Working Flask Example¶
Copy upload
to your account:
cd ~/cs304/
source venv/bin/activate
cp -r ~cs304/pub/downloads/upload upload
cd upload
I'll demo and explain the following:
create-table-picfile.sql
to create the tableinsert-picfiles.py
to bulk-insert the existing picsshow-picfiles.sql
to list the people with picturesapp.py
the example app that does file upload to filesdelete-image.sh
to delete an image
Running It¶
- create the table using
create-table-picfile.sql
- bulk-insert the files using
insert-picfiles.py
- list them, just to see using
picfiles.sql
- run
app-upload-files.py
- display one picture; notice the URL
- display all pictures; notice the URL
- upload a picture
- (optional) delete the picture using
delete-image.sh
- repeat
I recorded a video demonstration of file upload in videos
Flask Code¶
In a moment, we'll look at the app.py
code. It's
lengthy, but comprehensible.
Here's a road map:
- There's some configuration (upload directory name, etc) at lines 18-19
- There's a route
@app.route('/pic/<nm>')
(line 25) which just sends a single picture to the browser. It does that by using the flasksend_from_directory
function, getting the filename out of the database. - There's a route
@app.route('/pics/')
(line 39) that sends a page with all the images on it. Each image is actually shown by the first route, but this shows how we can combined database queries with images. - There's a route
@app.route('/upload/', methods=["GET", "POST"])

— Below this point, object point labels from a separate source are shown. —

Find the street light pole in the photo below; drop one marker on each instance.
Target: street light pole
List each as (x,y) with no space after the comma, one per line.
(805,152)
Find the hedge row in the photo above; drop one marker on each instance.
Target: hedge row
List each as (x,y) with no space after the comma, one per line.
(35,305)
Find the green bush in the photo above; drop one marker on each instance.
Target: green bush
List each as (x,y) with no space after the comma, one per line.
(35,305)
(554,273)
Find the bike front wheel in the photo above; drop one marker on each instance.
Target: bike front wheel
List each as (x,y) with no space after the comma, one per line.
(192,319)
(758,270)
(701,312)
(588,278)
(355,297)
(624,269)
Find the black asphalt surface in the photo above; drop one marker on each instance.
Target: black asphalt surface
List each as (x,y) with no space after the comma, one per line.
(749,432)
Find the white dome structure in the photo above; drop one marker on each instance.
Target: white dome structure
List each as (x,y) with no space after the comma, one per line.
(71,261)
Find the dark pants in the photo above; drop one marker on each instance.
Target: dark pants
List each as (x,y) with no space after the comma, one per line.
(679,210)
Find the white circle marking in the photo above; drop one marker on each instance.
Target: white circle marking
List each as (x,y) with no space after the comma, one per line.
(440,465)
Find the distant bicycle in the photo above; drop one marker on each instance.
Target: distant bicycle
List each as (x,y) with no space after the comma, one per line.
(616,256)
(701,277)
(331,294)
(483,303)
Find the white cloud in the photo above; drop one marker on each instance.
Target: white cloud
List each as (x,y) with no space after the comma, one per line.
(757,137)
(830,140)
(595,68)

(line 48) that does the upload. The meat of it is only a dozen lines of code or so.
Here's the complete app:
'''This example implements file upload to the filesystem'''
from flask import (Flask, render_template, make_response, request, redirect,
url_for, session, flash, send_from_directory, Response)
from werkzeug.utils import secure_filename
app = Flask(__name__)
import sys, os
import cs304dbi as dbi
import secrets
app.secret_key = secrets.token_hex()
# This gets us better error messages for certain common request errors
app.config['TRAP_BAD_REQUEST_ERRORS'] = True
# new for file upload
app.config['UPLOADS'] = 'uploads'
app.config['MAX_CONTENT_LENGTH'] = 1*1024*1024 # 1 MB
@app.route('/')
def index():
return render_template('base.html')
@app.route('/pic/<nm>')
def pic(nm):
conn = dbi.connect()
curs = dbi.dict_cursor(conn)
numrows = curs.execute(
'''select filename from picfile where nm = %s''',
[nm])
if numrows == 0:
flash('No picture for {}'.format(nm))
return redirect(url_for('index'))
row = curs.fetchone()
return send_from_directory(app.config['UPLOADS'],row['filename'])
@app.route('/pics/')
def pics():
conn = dbi.connect()
curs = dbi.dict_cursor(conn)
curs.execute('''select nm,name,filename
from picfile inner join person using (nm)''')
pics = curs.fetchall()
return render_template('all_pics.html',n=len(pics),pics=pics)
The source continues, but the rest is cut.